Gave a friend the June batch this week and he said it was excellent fried. So I fried the March mullet today. It was certainly edible and not half bad. Not nearly as unpalatable as I had expected. It was not as moist as I usually cook, but this could have been because I may have cooked it a little longer.

Anyway, tasted fine to me. Just wondering if any others have frozen mullet and how did it turn out when cooked

Mine was frozen in water and without skin.


----------



## Emerald Ghost (Mar 11, 2008)

I was raised the same way as you.

I do believe if you can keep the filets COLD and vacuum sealed, then they should fry up well.


----------



## GROUPERKING (Sep 28, 2011)

Some fish freeze well for a year or so if frozen properly ,but with mullet I notice a decline in flavor after 2-3 months.


----------



## FishWalton (Jul 22, 2010)

GROUPERKING said:


> Some fish freeze well for a year or so if frozen properly ,but with mullet I notice a decline in flavor after 2-3 months.
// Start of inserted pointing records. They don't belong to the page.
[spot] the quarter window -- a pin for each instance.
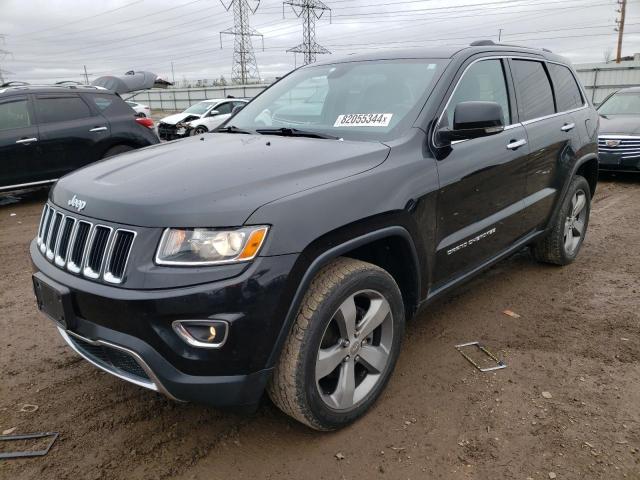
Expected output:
(535, 97)
(223, 108)
(568, 94)
(483, 81)
(14, 115)
(61, 109)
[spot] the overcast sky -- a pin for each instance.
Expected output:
(51, 40)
I think that was the case on the mullet I froze last March. Edible, but it wasn't up to par with much fresher. I will keep this in mind for future freezing.
Thanks


----------



## billyb (Aug 22, 2012)

I use to freeze mullet in the summer for fish fries during hunting season. Was frying some one day a few years ago at a place we had permission to hunt. Ted Mathis who was at that time mayor of Crestview drove up. He grabbed a filet and began eating it. He said you must have went mullet fishing this week because these sure taste fresh. I said yes Ted I did knowing the fish had been frozen for months.


----------



## Snagged Line (Sep 30, 2007)

billyb said:


> I use to freeze mullet in the summer for fish fries during hunting season. Was frying some one day a few years ago at a place we had permission to hunt. Ted Mathis who was at that time mayor of Crestview drove up. He grabbed a filet and began eating it. He said you must have went mullet fishing this week because these sure taste fresh. I said yes Ted I did knowing the fish had been frozen for months.
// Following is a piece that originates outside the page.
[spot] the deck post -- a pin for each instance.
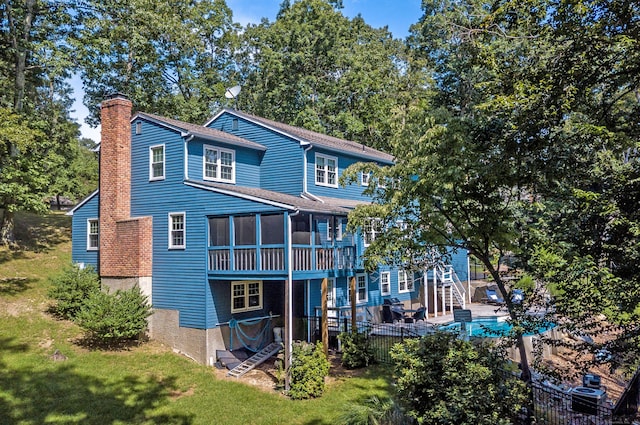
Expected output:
(325, 317)
(352, 284)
What Was I supposed to say???


----------



## FishWalton (Jul 22, 2010)

billyb said:


> I use to freeze mullet in the summer for fish fries during hunting season. Was frying some one day a few years ago at a place we had permission to hunt. Ted Mathis who was at that time mayor of Crestview drove up. He grabbed a filet and began eating it. He said you must have went mullet fishing this week because these sure taste fresh. I said yes Ted I did knowing the fish had been frozen for months.



That's interesting. I will start freezing some more often for cooking later, but won't keep them too long. 
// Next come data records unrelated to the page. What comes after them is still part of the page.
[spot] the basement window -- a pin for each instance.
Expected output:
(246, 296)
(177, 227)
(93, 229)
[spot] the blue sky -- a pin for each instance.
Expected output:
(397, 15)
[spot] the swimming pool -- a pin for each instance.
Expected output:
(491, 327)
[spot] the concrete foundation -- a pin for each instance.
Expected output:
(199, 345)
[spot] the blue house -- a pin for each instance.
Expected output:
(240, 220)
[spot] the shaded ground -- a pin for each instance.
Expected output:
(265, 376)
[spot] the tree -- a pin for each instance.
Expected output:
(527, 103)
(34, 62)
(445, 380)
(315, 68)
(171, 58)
Have always thought some restaurants probably use frozen mullet from time to time. I do know on occasion I have ordered fried mullet and a couple of times the taste was so strong I could hardly eat it. I'm thinking they were frozen for a very long time before cooking.


----------



## billyb (Aug 22, 2012)

Those were probably caught in late August or early September of that year. Me and a friend would camp at Milton the week before school started and catch hundreds. Back then the first day of schpool was later in the year than it is now. I would try to eat them within 3 months. They do develop a different taste after being froze too long.


----------